Anthropic's 4D AI Fluency framework captures this well, particularly two of its competencies: Discernment, the ability to accurately assess whether AI output is trustworthy, and Diligence, owning the work even when AI helped produce it. These aren't abstract skills to put on a resume. They're the exact skills that caught the errors in my analysis. Someone had to notice the numbers didn't add up, investigate why, and encode that knowledge so it wouldn't happen again. That process isn't automatable (yet), and it remains a genuine career differentiator.
Going full circle
When I joined Cisco about nine years ago, I was hired specifically for my expertise in business analysis, running big-data analysis against thousands of device configuration files to identify which features needed to be prioritized for next-generation firewalls.

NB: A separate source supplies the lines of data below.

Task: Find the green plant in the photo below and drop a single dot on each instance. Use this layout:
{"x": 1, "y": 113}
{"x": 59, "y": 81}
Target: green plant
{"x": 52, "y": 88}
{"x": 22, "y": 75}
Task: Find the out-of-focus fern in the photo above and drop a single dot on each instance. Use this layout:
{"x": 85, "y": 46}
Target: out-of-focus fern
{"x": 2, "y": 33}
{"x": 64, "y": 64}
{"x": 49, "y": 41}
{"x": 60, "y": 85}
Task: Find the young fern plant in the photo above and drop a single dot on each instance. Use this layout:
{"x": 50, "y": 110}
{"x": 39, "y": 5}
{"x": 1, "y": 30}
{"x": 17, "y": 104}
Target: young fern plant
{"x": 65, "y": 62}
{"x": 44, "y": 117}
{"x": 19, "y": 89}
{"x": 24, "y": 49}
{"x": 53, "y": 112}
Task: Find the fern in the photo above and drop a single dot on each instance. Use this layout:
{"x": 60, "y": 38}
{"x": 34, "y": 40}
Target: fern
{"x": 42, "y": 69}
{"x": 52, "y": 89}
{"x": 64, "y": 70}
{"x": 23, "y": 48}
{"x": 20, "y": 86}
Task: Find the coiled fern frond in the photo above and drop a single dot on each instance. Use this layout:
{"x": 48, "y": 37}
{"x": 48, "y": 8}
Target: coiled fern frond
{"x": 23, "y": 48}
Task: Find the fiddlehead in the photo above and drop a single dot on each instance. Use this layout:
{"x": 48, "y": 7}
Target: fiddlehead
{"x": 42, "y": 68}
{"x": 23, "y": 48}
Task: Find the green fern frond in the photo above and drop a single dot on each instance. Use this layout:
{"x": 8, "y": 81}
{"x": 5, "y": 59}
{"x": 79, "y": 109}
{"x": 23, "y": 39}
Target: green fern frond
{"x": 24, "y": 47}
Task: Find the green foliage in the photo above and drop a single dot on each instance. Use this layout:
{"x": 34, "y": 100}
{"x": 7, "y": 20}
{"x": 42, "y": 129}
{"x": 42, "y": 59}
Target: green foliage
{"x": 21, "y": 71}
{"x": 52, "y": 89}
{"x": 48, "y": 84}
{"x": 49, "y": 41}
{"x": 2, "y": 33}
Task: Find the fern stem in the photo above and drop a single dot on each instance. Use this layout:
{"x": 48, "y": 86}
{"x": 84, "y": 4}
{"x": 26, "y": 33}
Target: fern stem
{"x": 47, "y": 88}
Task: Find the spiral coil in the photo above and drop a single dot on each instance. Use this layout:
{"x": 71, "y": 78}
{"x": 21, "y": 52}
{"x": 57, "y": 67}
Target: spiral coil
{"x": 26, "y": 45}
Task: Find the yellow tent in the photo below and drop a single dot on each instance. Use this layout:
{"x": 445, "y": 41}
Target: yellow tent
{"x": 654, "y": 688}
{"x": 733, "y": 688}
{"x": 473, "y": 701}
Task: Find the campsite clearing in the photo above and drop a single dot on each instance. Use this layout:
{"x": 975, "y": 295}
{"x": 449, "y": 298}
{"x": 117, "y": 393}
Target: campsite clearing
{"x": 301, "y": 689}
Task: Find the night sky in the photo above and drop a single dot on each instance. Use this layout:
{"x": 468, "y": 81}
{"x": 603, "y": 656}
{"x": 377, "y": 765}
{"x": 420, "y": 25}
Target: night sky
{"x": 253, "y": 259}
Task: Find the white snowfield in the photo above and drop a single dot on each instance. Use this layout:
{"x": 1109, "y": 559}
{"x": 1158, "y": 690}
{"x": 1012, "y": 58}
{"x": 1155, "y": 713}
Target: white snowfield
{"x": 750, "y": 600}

That work was done in close collaboration with the customer success organization, writing and refining Python scripts to extract signal from massive datasets. Much of that kind of work is now automated, or well on its way. But the expertise that made it valuable, understanding the data well enough to know when the output is wrong, knowing which questions are worth asking, and having the judgment to steer analysis toward decisions that actually matter, that's exactly what this article is about. The tools change. The need for human judgment compounds.
If you're working with AI on data-intensive tasks:
a) Don't shy away from getting familiar with the raw data first. Get really familiar with each individual input file you're asking the AI to analyze.
b) Start building your context files now. Every correction you make today is an investment in faster, more trustworthy work tomorrow, for you and your entire team.